Zuerst gibst du bitte oben in der Forensuche einmal "Schrittketten" ein. Da kommen erstmal ne Menge Links, aber einige wichtige grundsätzliche Informationen wirst du dort schonmal finden. Dann kannst du weiter Fragen, aber bitte nicht zu allgemein, denn die Leute hier helfen zwar wirklich sehr gerne, aber einen Grundkurs wird hier schon aus Zeitgründen kaum jemand halten können.

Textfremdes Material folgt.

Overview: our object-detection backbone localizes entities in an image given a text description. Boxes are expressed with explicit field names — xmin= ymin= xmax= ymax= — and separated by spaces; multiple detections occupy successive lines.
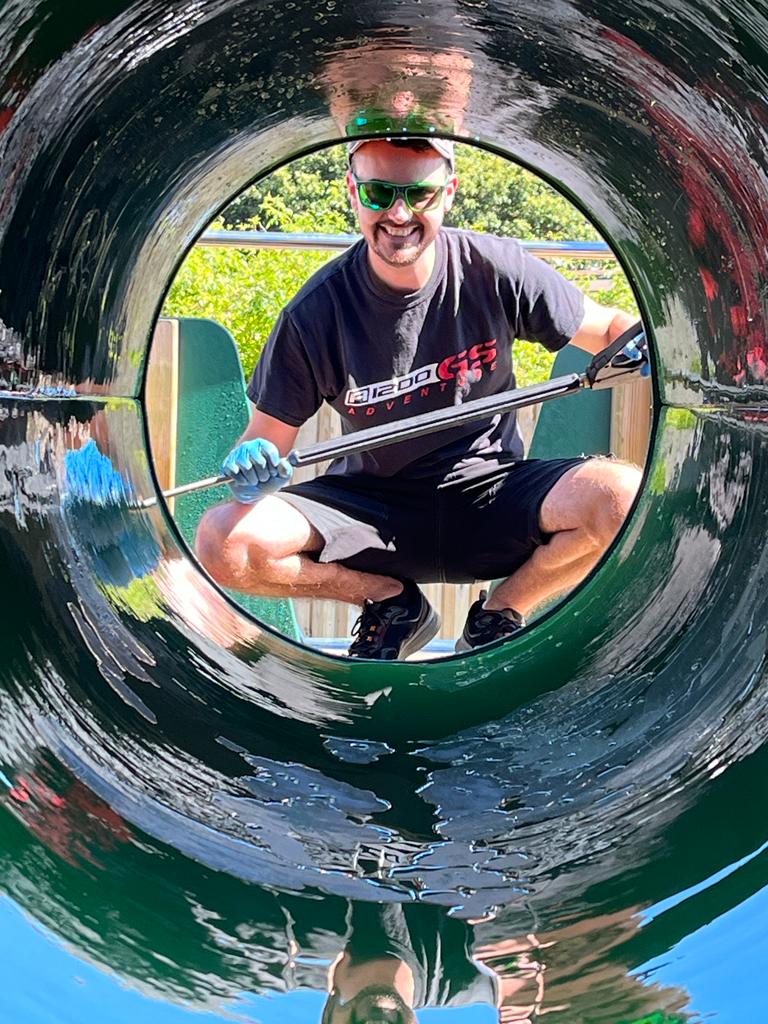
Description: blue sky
xmin=3 ymin=871 xmax=767 ymax=1024
xmin=0 ymin=897 xmax=496 ymax=1024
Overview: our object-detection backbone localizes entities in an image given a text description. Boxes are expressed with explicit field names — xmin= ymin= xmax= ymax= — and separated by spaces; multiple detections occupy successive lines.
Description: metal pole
xmin=197 ymin=229 xmax=614 ymax=261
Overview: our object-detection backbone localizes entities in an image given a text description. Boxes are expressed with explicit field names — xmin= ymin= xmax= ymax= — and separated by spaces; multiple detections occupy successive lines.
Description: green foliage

PS: Was genau soll "Schrittketten verbunden mit Timern" sein?


----------



## Kai (10 März 2009)

Ein Programmbeispiel für eine Schrittkette in FUP findest Du hier:

http://www.sps-forum.de/showpost.php?p=120722&postcount=1

http://www.sps-forum.de/showpost.php?p=121127&postcount=15

http://www.sps-forum.de/showpost.php?p=121128&postcount=16

Gruß Kai


----------



## ved (11 März 2009)

*Danke*

hey ich danke euch!!!!!!!!!!!!
das hat wirklich geholfen vor allem so eine beispielaufgabe. danke !!!!!!!!!!!!!!!!
kai, hast du noch andere so tolle beispiele genau sowas machen wir auch im unterricht..???


----------



## Homer79 (11 März 2009)

vielleicht hier: SPS Forum\Suche: "Schrittkette"


----------



## Kai (11 März 2009)

Hier sind noch einmal zwei weitere Programmbeispiele für Schrittketten in FUP.

Programmbeispiel 1:

http://www.sps-forum.de/showpost.php?p=83925&postcount=1

http://www.sps-forum.de/showpost.php?p=84878&postcount=43

Programmbeispiel 2:

http://www.sps-forum.de/showpost.php?p=132347&postcount=1

http://www.sps-forum.de/showpost.php?p=132481&postcount=8

Gruß Kai


----------



## Kai (11 März 2009)

Weiterhin kann ich die beiden folgenden Bücher empfehlen:

Wellenreuther, Zastrow - Automatisieren mit SPS - Theorie und Praxis

Wellenreuther, Zastrow - Automatisieren mit SPS - Übersichten und Übungsaufgaben

In beiden Bücher findet man unter anderem eine große Anzahl von Programmbeispielen für Schrittketten in AWL und FUP.

Gruß Kai


----------